Leaving that was always difficult.”īeth Mead is congratulated by Jen Beattie after scoring for Arsenal. I was very much a home girl with a great family around me. “They made me the player and person I am today,” she says of those early insecurities. Mead suffered anxiety as a young girl and her book captures how she sometimes claimed to be ill, or even developed psychosomatic symptoms, as she tried to avoid leaving home or going on England youth training camps.

revenge achievement catch a lover

She understands how it affects the family as well as the person involved. All the Arsenal girls and the staff have been incredible to me but Jen’s experienced cancer.
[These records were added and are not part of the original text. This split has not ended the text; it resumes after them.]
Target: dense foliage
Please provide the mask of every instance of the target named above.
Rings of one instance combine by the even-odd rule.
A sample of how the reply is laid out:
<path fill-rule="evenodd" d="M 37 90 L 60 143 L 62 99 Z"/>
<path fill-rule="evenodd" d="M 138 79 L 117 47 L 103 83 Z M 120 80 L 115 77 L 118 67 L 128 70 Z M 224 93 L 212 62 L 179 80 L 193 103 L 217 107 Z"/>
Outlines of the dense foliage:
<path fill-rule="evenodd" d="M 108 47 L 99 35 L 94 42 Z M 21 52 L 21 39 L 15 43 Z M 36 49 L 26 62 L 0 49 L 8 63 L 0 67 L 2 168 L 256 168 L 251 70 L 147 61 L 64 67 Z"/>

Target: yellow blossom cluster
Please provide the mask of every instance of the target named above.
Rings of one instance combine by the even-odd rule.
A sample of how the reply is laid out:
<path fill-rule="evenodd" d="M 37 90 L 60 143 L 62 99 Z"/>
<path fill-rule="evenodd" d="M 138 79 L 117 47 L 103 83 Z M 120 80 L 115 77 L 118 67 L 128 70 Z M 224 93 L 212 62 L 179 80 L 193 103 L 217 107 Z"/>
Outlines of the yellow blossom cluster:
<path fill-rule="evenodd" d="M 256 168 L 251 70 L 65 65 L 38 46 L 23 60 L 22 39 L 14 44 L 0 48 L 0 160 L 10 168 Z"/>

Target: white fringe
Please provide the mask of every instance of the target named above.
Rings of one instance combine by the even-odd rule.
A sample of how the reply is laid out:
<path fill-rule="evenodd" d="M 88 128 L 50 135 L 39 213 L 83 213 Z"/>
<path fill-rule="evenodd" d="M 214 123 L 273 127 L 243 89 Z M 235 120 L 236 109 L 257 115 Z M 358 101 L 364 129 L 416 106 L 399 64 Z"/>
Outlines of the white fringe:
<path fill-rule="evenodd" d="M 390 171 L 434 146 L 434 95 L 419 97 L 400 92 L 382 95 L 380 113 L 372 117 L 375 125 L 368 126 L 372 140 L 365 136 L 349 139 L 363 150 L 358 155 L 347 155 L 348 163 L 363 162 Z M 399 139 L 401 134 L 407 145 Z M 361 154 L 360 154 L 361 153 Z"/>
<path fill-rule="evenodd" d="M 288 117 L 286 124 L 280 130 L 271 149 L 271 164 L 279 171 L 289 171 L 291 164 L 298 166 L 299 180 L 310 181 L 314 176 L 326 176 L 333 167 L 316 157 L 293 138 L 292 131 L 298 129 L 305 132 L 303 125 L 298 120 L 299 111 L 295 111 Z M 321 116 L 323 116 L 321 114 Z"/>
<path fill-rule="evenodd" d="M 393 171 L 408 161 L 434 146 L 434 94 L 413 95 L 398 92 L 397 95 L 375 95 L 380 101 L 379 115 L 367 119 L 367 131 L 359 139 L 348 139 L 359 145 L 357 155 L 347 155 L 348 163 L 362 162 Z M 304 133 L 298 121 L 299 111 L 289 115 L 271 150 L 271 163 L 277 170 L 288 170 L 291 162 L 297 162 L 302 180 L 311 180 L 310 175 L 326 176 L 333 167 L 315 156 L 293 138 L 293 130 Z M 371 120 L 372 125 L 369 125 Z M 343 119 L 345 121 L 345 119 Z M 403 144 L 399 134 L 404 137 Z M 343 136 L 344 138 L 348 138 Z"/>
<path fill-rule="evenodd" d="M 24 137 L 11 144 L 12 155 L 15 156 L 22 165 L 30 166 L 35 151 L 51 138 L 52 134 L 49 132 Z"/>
The admirable way in which Jen Beattie, her Arsenal teammate, has kept playing football while recovering from breast cancer has been a source of comfort and hope for Mead. It’s taking its toll on her a little bit but she’s doing OK.” There’s obviously a lot of repercussions about management of chemo. Mead’s voice remains steady when I ask how her mum is coping with her treatment. We were thinking of everything that went before that moment and for us to share that together in front of a packed-out Wembley was incredible.”Ġ2:16 'I was struggling … it's OK not to be OK': Beth Mead opens up in new book – video We had so many happy tears but lots of emotion came out about the struggles I’ve had throughout. But for me to get to them straight after the final was special because all I wanted was to share that moment with them. I try to find where my parents are during the warm-up to every game. Obviously this summer was incredible, to share that moment with her when we won the Euros. She has spent all year “trying to put a smile on my mum’s face.

revenge achievement catch a lover

Mead explains that the brave and stoical way in which her mother has confronted the disease inspires her.

revenge achievement catch a lover

My tears mingled with the bathwater until I couldn’t tell which was which.” I put the phone down reeling with shock, unable to register everything Mum had just said to me. Even the memory of how she found out that her mum was ill – Mead answered the phone while having a bath – is bruising and still very painful. The situation is so raw that Mead asks not to talk about her mother in too much detail. She has just written a book, the most moving pages of which emerge in a chapter about her mum’s cancer. Actually, it’s been more of a love tour.” Mead smiles on a dark afternoon at Arsenal’s training ground as she says: “A lot of people have mentioned that the last year was a revenge tour for me. I wanted to find the enjoyment I had as a six-year-old girl when I started playing football.” But the perspective of what my mum is going through meant I needed to snap out of it, stop being a baby and enjoy my football again. “I would say me hating that situation I was in was my main motivator in pre-season. The 27-year-old replaces “anger” with an even starker word in “hate” as she conveys her hurt. Those football woes, and her worry and care for her mum, meant that Mead began last season in a frame of mind which, I suggest, seemed to fuse anger and love. The Arsenal striker won the Golden Boot and Player of the Tournament awards as she helped England become European champions in the summer, but also had to endure the pain of her mother’s cancer and the upsetting memory of how, last year, she had been excluded from the GB squad at the Olympics. “I t shows how much more powerful love can be than hate,” Beth Mead says as she reflects on a year of tumult and glory which has changed her life.